At a certain point, why not just be upfront and say "I'm trying to curate a specific aesthetic for this game?"

Because the fact that you're opposed to the look of the tortle more than anything tells me that maintaining the mental image of the setting is what's most important to you.

I have been saying that even if I didn't use those specific words. I make it clear to anyone that joins my game what style I'm going for. Mental image is part of it but as I have stated many times lore, consistency, wanting characters that actually come from the world and have a place in it are a big part of it as well. My game simply isn't the kind of high fantasy world where a tortle would fit.

You may want a kitchen sink campaign, I don't. No player has ever asked to play a tortle, there have only been one or two that asked to play something not on the list. One of those was a player who wanted to play a werewolf, including immunity to normal weapons which I said no to.
 

But....that isn't worldbuilding. That's just, ya know, playing the game.
Yes kinda... but still no. It is (imo) world building for the players.


Players can not engage in world building during character creation absent a system like the city & character creation in dfrpg, but players making changes in the world and building new things through their in game actions is still going to involve quite a bit of world building because doing so typically (ime) involves the GM managing NPCs/NPC factions and creating adventures for the players to play though. The difference is that the gm running and creating the shell for those NPCs/adventures doesn't know what the result will look like until the players have had their chance to interact with the GM's still wet paint.

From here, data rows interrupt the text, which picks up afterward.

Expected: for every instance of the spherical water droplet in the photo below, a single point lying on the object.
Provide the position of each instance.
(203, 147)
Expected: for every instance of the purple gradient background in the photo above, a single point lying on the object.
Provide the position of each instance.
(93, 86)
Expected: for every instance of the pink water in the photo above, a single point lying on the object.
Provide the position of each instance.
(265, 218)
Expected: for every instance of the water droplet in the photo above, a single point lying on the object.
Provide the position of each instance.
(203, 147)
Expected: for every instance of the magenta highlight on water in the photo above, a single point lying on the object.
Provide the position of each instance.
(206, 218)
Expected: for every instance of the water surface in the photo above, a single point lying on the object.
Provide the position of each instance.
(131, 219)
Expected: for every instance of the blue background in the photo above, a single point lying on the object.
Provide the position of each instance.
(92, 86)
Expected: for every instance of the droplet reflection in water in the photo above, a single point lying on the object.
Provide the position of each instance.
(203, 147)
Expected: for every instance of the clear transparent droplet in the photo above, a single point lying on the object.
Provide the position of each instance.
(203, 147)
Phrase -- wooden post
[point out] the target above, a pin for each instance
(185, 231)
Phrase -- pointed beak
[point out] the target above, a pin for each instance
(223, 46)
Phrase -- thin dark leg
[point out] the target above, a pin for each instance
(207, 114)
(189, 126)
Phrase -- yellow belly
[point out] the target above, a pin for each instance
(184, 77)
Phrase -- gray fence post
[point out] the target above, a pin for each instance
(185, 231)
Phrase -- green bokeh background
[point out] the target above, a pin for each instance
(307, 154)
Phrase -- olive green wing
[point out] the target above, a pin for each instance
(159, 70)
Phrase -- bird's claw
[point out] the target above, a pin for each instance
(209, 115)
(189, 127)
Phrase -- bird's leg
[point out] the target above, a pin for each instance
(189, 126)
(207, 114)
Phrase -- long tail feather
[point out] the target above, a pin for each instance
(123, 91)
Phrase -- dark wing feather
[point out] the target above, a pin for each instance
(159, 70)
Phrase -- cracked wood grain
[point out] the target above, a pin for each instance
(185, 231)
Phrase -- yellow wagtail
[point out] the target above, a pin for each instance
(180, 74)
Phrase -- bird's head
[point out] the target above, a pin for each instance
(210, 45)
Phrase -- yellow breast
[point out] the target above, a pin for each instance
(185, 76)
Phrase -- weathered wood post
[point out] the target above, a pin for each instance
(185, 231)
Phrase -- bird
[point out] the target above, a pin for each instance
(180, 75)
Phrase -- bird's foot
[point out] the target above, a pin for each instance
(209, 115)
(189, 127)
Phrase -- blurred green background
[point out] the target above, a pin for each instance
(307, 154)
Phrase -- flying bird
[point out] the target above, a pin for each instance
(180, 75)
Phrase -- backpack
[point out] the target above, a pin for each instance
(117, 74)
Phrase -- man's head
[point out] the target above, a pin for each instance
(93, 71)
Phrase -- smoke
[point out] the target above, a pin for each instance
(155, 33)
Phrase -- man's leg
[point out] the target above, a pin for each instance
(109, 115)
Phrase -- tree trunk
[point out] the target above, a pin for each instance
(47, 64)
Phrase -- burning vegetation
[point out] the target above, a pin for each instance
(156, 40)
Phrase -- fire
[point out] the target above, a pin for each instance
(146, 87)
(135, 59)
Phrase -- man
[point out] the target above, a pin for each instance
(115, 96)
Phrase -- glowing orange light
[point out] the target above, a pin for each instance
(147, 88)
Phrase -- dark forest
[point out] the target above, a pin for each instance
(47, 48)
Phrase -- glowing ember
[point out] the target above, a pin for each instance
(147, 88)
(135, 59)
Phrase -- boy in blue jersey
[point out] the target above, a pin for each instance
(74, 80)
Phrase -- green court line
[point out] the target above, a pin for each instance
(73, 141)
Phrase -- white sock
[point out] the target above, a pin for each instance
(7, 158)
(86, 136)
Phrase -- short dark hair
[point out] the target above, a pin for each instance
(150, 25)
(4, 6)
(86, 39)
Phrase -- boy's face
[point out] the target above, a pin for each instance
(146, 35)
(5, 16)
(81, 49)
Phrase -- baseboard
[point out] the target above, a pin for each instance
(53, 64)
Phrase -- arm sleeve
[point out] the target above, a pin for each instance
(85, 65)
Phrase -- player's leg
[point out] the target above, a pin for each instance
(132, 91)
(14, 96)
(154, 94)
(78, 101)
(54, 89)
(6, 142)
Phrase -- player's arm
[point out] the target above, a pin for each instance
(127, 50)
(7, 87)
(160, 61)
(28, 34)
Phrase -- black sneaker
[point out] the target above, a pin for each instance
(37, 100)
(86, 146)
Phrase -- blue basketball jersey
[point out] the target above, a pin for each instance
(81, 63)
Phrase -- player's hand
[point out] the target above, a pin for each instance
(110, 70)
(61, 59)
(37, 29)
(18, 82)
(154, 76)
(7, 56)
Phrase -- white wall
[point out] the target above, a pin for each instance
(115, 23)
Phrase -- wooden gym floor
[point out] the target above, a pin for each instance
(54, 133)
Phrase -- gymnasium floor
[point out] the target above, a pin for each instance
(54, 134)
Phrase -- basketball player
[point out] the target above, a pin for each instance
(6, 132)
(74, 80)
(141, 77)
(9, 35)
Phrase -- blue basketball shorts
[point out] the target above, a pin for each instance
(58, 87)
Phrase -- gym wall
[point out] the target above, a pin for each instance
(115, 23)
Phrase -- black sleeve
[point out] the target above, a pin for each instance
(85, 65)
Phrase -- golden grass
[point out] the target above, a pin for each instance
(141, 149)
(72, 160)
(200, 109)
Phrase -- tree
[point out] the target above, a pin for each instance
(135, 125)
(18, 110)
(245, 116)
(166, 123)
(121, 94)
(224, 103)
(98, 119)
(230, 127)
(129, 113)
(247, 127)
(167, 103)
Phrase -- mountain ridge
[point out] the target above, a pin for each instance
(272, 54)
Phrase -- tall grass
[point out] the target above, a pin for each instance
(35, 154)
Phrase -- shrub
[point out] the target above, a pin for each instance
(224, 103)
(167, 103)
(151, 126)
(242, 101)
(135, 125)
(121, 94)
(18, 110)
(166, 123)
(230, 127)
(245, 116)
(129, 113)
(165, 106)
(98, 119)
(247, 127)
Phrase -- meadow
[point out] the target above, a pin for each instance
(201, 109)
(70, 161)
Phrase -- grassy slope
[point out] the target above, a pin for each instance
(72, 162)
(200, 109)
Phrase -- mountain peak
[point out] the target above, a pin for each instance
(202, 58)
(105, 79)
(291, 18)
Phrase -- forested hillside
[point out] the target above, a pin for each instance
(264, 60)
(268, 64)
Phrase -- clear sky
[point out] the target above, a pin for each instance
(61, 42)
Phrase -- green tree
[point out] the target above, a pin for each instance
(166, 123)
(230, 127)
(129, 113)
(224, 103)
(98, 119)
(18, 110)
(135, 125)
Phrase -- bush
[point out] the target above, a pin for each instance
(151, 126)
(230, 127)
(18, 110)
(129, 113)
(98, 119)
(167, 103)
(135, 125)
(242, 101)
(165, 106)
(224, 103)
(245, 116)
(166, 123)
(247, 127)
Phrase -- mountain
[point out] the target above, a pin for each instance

By extension, any player insisting on the world build benefits of a system like dfrpg's city & character creation during d&d character creation is wildly off base
 

Because the only conclusion I can draw from what you have said here is that yes, it was a smokescreen, and the actual reason, the real root of these bans, is simply that the GM thinks tortles are stinky and therefore they shouldn't be played in this game. That it isn't a function of how much work the GM has done vs the player, nor of the intricacy and interconnectedness of the world-building, nor of preserving some kind of high-minded ideal. That it is, simply and exclusively, "I'm the GM, so my preferences are more important than yours."
Yea, that's pretty much it.

GMs who make homebrewed settings and then stay them in for years or decades are essentially making personal fantasy heartbreakers. They have a mental image of what D&D should look like, and their setting is where they get to assert the truth of that mental image.

I've used this analogy before, but it's essentially the same psychology that divides those who prefer prescriptivist grammar and those who are descriptivist. It's the desire for constancy and certainty, versus the desire for ambiguity and novelty.